There has been plenty coverage on the media over the last few days of experts explaining why we need to reach a certain proportion of the population being vaccinated before we can get back to a semblance of normality.

There has also been plenty of coverage as to the lack of knowledge so far as to if the vaccines stop people catching the virus and passing it on. All we know for certain is that vaccines reduce the risk of people getting so ill with it.

An item on Radio 4 today also looked at the results of research showing that people who have had the virus seem only to be immune from illness again for five months, and that they may still be carrying the virus in the meantime and spreading it. Experts don't know yet if this is also the case for the vaccine, although they hope it isn't.

There are posters on this thread who need to get a bit better informed before sounding off.

What guidance would that be? People are allowed to go shopping for food. This lady wants to go shopping for food? I am following the guidelines and am about to go shopping for food for myself. Within the rules. This lady wants to do the same thing. Why can't she?
MadameBlobby · 14/01/2021 15:38

Anyway I’m going to the shop for some sweets after work. You can all lose your shit over that if you want, or is it OK as I’m only in my 40s.

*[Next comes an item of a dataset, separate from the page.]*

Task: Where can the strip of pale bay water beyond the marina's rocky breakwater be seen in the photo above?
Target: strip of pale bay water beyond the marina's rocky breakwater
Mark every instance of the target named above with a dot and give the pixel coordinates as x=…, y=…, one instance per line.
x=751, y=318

TheGoodEnoughWife · 14/01/2021 15:41

Posters saying that the vaccine may not stop you transmitting the virus are missing the point.

Any person (that doesn't currently knowingly have Covid or symptoms) can go shopping for food. The vast majority won't have had the vaccine therefore it matters not whether this lady, having had the vaccine, may still transmit the virus. We could ALL be transmitting the virus?!

She has no less right than any other person to go shopping under the rules.

charliespie · 14/01/2021 15:50

People aren't saying OP's mother should be stopped from going out. It is up to her to decide the same as it is for anyone else.

That's exactly what the majority are saying. Are you reading a different thread Confused

What we are saying that the fact that she has now had the vaccine does not mean she is not subject to the guidance we are all supposed to be following: "Behave as if you have the virus and that everyone else has the virus".

The guidance allows her to go shopping though. So what's your actual point here?

saraclara · 14/01/2021 15:51

@MadameBlobby

Anyway I’m going to the shop for some sweets after work. You can all lose your shit over that if you want, or is it OK as I’m only in my 40s.
OMG YOU'RE GOING TO LITERALLY KILL PEOPLE!!!
Icequeen01 · 14/01/2021 17:52

I didn't check this thread yesterday and I am so surprised to see people are still "debating" this - I thought I would use the polite word!

I just want to say that some of you have been rather disrespectful towards my DM. Please remember she has done nothing wrong. I created the post to ask opinions not for posters to make nasty assumptions about my mum. She most certainly won't be racing out to visit friends etc. She has two close friends, both of whom live in a different county to us. The only contact she has had with them over the last year is via telephone and it will continue this way for for some time. She would be heartbroken if she read some of the opinions of her on here.

Well unfortunately there is now a twist in the tail. I have tested positive today so any shopping trip is off the cards for at least 10 days now 😢

OP posts:
TheGoodEnoughWife · 14/01/2021 17:59

Very sorry to hear you have tested positive. I hope you make a swift recovery.

Hopefully you can take you mum shopping when you are better.

saraclara · 14/01/2021 18:08

Oh, that's rotten luck, OP. You'll both be glad to get out to the shop once you come out of isolation.

VinylDetective · 14/01/2021 18:14

So sorry to hear that @Icequeen01, get well soon. I hope you read all the posts strenuously defending your mum and her right to do something as innocuous as choosing her own food in an entirely legal way.